Would this make entities dependent on the lodash and uuid/v4 libraries?

stemmlerjs commented 3 years ago

@sagiomc Thanks for your comment!

...they contain rules that are not application-specific (Use Cases) and should not be affected by any external change

Remember the "Stable Dependency Principle"? In my eyes, lodash and uuid/v4 are stable dependencies because it is extremely unlikely that they will change. I would even argue that they have similar levels of stability as language features like JSON.stringify. That being said, I would still recommend choosing your dependencies carefully, but if you need to use a library to build your entity, and you can be sure that that library is small, stable, and unlikely to change, I think it's OK.

For example, if you needed to build an entity for a domain that involved really complex math and you knew that there was a library that was good at doing that math, you get to deduce whether that library is performant, serving the needs of the customer and stable. If not, you may have to build it yourself.

I believe this is a matter of principle vs practice/rules. Principles are more abstract and encompass more opportunities to help you decide how you should act in certain scenarios, while practices/rules are pretty rigid and don't leave too much room for adjustment.

Instead of the practice/rule of "entities are pure objects and data structures that don't have any dependencies", let's be reasonable; we could also write the uuid/v4 logic ourselves, but that would likely be wasted effort.

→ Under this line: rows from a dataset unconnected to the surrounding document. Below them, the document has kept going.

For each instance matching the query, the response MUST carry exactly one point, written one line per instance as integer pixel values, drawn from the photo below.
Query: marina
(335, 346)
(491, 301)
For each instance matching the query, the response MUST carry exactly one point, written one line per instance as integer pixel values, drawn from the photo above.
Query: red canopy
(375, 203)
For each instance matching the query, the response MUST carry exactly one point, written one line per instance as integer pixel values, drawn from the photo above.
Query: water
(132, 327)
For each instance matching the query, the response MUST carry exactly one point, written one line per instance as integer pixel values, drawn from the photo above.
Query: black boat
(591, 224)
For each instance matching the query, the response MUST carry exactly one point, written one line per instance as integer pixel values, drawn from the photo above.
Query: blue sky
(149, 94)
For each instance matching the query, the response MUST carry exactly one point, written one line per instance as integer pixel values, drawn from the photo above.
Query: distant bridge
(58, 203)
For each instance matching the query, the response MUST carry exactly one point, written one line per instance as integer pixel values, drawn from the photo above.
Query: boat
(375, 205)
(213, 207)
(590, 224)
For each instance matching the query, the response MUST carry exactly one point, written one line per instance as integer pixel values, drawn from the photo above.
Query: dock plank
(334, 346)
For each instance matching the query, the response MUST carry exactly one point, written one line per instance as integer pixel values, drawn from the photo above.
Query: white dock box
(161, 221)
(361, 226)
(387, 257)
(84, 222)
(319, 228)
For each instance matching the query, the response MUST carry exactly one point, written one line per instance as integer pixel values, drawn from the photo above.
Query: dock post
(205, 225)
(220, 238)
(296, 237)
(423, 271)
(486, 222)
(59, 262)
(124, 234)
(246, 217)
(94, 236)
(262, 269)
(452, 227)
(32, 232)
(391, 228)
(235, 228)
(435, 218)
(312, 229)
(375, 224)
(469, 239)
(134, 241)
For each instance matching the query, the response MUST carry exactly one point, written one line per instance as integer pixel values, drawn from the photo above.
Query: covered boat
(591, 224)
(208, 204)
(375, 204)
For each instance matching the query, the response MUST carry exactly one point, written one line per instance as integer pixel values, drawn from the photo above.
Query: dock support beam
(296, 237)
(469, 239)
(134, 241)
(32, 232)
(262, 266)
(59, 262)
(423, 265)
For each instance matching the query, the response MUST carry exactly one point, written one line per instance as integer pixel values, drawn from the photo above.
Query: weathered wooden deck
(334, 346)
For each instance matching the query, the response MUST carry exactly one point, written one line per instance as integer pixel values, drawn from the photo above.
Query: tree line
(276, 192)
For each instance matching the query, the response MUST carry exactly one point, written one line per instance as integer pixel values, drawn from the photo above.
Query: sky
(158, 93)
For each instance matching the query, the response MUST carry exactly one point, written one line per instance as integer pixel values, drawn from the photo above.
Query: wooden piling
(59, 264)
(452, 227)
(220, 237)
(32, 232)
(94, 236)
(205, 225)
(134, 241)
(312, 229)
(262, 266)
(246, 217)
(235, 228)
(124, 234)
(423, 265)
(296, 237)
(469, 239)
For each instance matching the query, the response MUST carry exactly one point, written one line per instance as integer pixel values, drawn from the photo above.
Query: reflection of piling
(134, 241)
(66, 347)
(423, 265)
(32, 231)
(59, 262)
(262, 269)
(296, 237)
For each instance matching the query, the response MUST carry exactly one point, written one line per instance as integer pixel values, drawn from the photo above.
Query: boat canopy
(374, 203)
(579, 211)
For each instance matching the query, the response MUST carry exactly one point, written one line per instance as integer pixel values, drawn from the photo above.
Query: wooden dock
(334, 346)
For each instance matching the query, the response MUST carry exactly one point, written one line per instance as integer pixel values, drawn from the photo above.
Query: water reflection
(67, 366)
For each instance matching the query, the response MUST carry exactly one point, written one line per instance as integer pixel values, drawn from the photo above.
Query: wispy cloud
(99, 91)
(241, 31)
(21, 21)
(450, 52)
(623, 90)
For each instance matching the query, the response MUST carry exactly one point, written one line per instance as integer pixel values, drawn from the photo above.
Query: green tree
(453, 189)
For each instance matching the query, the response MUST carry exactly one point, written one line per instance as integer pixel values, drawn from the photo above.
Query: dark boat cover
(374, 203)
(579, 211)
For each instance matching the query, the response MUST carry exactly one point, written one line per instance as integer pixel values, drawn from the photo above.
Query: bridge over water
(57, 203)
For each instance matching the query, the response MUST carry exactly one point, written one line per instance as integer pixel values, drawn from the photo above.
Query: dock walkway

Here's how we're using lodash to check for the property of an object:

import { has } from 'lodash'
...
const defaultCommentProps: CommentProps = {
    ...props,
    points: has(props, 'points') ? props.points : 0,
    votes: props.votes ? props.votes : CommentVotes.create([])
  }

Looking at this again, it may be more performant to adjust the Lodash import to prevent loading all of it into memory:

import has from 'lodash/has'
...
const defaultCommentProps: CommentProps = {
    ...props,
    points: has(props, 'points') ? props.points : 0,
    votes: props.votes ? props.votes : CommentVotes.create([])
  }
sagiomc commented 3 years ago

Hi @stemmlerjs,

Thanks for your clear explanation. I completely agree with the tradeoffs of injecting some dependencies directly into entities, but I didn't know how to justify that. With the "Stable Dependency Principle" it's easier to make these kinds of decisions 😄

ydennisy commented 2 years ago

@stemmlerjs would it not be a good idea to remove the direct dependency, and allow the injection of it at runtime?